事實證明,我的直覺是準確的。只是我們都沒料到,問題會來得這樣快。

十幾天後,我竟然真的輾轉找到了一個知情人。對方是古玩界的大師級人物,非怪東西不肯出面,有點怪俠的意思在裡面。聽我說了賭石的事情後,立刻就要求去見一見趙三。

我這才發現已經很久沒有趙三的消息了。之前他每天都會打幾個電話問我情況,後來漸漸沒動靜了,我也沒放在心上。這次我給他打電話,手機、家裡都沒有人接聽,才感到有點兒奇怪。

我想了想,決定先去他家一趟。

趙三家門鈴沒人應,等我打他手機的時候,卻又聽見手機鈴聲隔著門傳了出來。

如果趙三真出遠門,肯定不會落下手機。我有點慌,忙去聯繫了物業保安,還找了一個開鎖匠來開門。
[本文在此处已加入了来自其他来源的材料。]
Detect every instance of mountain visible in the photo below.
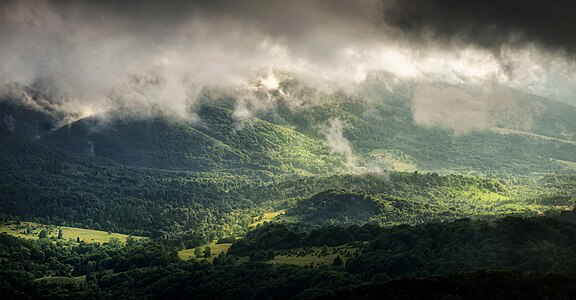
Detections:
[246,78,576,178]
[41,106,342,174]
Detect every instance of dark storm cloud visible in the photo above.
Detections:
[0,0,576,119]
[384,0,576,53]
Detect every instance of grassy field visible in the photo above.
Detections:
[368,149,418,172]
[178,243,232,262]
[555,159,576,170]
[0,222,145,243]
[36,275,86,284]
[268,245,358,267]
[248,209,286,228]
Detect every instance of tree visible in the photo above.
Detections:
[332,255,344,267]
[194,247,202,258]
[38,229,48,239]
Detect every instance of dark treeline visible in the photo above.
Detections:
[0,212,576,299]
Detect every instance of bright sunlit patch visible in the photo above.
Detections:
[260,70,280,90]
[374,48,420,77]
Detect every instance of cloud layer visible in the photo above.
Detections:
[0,0,576,120]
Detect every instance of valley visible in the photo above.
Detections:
[0,77,576,299]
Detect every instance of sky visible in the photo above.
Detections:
[0,0,576,118]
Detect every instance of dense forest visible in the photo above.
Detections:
[0,212,576,299]
[0,73,576,299]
鎖匠的動作很快,門一打開,立刻傳來一股冷氣。本來秋天天涼,保安立刻就罵了一句,估計以為是趙三開著冷氣。我喊了一聲:「趙三!」

出乎意料的,裡面立刻傳來熟悉的聲音:「郭子。」頓了頓,他又道:「你進來吧,我有點兒不舒服。」

這麼多年的同學,我馬上明白了他的意思,賠著笑把一臉不快的保安打發走,才關上門走了進去。

客廳里沒什麼不一樣,但一走到趙三的卧室我就驚呆了,只見天花板、地面、牆壁和桌子上全部都糊著一層報紙。他整個人裹在被子里,床上全是被子,都鋪到了地上。

趙三表情很憔悴,和之前神采飛揚的他完全判若兩人。

「你到底怎麼了?」我問。

他搖搖頭,隨手扯下旁邊牆壁上的一張報紙,報紙底下露出的不是雪白的牆壁,竟是玉面。

我愣了一下,馬上去扯其他報紙,發現報紙下面都是玉料,趙三的這間屋子,基本上已經全部玉化了。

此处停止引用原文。